Interview with Robert J. Ernst, author of “The Inside War”

In America, American History, American Literature, Arts & Letters, Books, Creative Writing, Fiction, History, Humanities, Nineteenth-Century America, Novels, Southern History, Southern Literary Review, Southern Literature, The Novel, The South, Writing on December 4, 2014 at 8:45 am

This interview originally appeared here in Southern Literary Review.

Robert Ernst

Robert Ernst

APM: Thanks for taking the time to sit down for this interview, Bob. Your novel The Inside War is about an Appalachian mountain family during the Civil War. How long have you been interested in the Civil War?

RJE: I have had an interest in the Civil War for many years. Specifically, the effect of the war on Appalachia became an interest as I researched family history, now more than a decade ago. I realized that not much had been written, outside of academic treatises, on this aspect of the war. Bushwhacking ambushes, bands of roving deserters, intensely opposed partisan factions, and a breakdown in civil society befell western North Carolina. Of course, much study had been given to the poverty of the area during the twentieth century, but not much, save bluegrass music, about its culture. What I discovered was a vibrant pre-war society thoroughly rent by the war. And, the area did not recover.

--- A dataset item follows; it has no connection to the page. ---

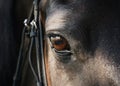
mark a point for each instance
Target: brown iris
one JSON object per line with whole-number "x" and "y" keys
{"x": 59, "y": 43}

APM: The story of Will Roberts, your novel’s protagonist, is similar to that of many actual soldiers who fought for the Confederacy. How much historical research went into this book? It seems as if there are a number of events in your story—Sammy Palmer’s shooting of the sheriff, for instance—that track historical occurrences.

RJE: Much of the story is based on historical events. In fact, Will Roberts was a real person, as was his brother, Edwin. I traced their wartime adventures, researched the battles and conditions of their captivity and wove a fictional story around them. Likewise their wives, as portrayed in the story, were based on real people, although their story is more fictionalized. The novel does incorporate many historical characters and events that occurred in the vicinity of Marshall, North Carolina, by which I attempt to portray a picture of the character of the area and the severe impact of the war on it.

APM: There are some themes in the book that cover an aspect of the Civil War that is not often covered. Tell us about those.

RJE: The tactic of bushwhacking, or ambushing mountain patrols, is one. Guerrilla warfare as a matter of accepted tactics was new and was a terrifying degradation of the morality of warfare. There was a real cultural divide among the citizens of western North Carolina between those who supported the North, the “tories,” and those who supported the Confederacy. These divisions played out in many ways, most notably in atrocities like the Shelton Laurel massacre, but more subtly in familial and neighbor relationships. I doubt many women suffered as did those in Appalachia, from the depredations, theft and physical threat of the men who populated the mountains during the war. I was surprised to learn of the inhumane prison conditions at Ft. Delaware. Everyone knows of Andersonville, but not many are aware of Ft. Delaware. We know of the great Civil War battles, but there were scores of skirmishes every week that terrified the contestants and shaped their perceptions. Certainly, Roberts’s family suffered greatly, even though their war happened in the background to better known events.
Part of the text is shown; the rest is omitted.